Alexandre chega a fazer duas marionetes de Véronique, sendo que ele justifica isso dizendo que elas costumam quebrar facilmente. Kieslowski parece que está se referindo à fragilidade do ser humano. Esta ideia sobre a fragilidade humana parecer ser representada no filme pela presença de uma senhora idosa, corcunda, que anda lentamente. 

Véronique e Alexandre mal se conhecem e se apaixonam, como se isso já estivesse escrito. 

Será que é assim que Deus age em relação aos seres humanos, parece perguntar Kieslowski, criando várias versões de cada um de nós, pois somos muito frágeis e quebramos facilmente?


A história de vida de Weronika e de Véronique não fecha as portas para nenhuma destas possibilidades. 


Com isso, Kieslowski consegue fazer uma série de questionamentos a respeito da existência e da vida humana, apresentando a sua visão sobre a mesma, ao mesmo tempo em que deixa espaço para que as pessoas possam assistir, refletir e tirar as suas próprias conclusões. 


E tudo isso é feito ao mesmo tempo em que vemos a um filme absolutamente maravilhoso, que é uma verdadeira obra-prima do Cinema mundial, com uma fotografia estupenda e que também possui uma das mais belas trilhas sonoras da história, de autoria de Zbigniew Presnier, que trabalhou com Kieslowski em inúmeros filmes (tal como ocorreu no 'Decálogo'). 

Momento no qual Véronique descobre que havia fotografado Weronika, quando viajou para Cracóvia. 

Infelizmente, o genial e talentoso Kieslowski encerrou a sua carreira logo após filmar 'A Fraternidade é Vermelha' (1994), ou seja, após encerrar a sua fantástica 'Trilogia das Cores'.

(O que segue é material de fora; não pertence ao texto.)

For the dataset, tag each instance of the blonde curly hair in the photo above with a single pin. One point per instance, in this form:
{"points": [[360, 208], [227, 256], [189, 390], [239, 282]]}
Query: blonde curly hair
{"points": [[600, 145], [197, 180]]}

Depois disso, Kieslowski anunciou que não realizaria mais nenhum filme, pois afirmou que já havia dito tudo o que desejava em seus filmes. E poucos meses depois ele faleceu...


Destino? Talvez. Não sei. 


Mas seria tão bom se existisse um duplo de Kieslowski e o mesmo desse continuidade à sua carreira, criando novos e geniais filmes, que fossem tão excepcionais quanto 'A Dupla Vida de Véronique'. 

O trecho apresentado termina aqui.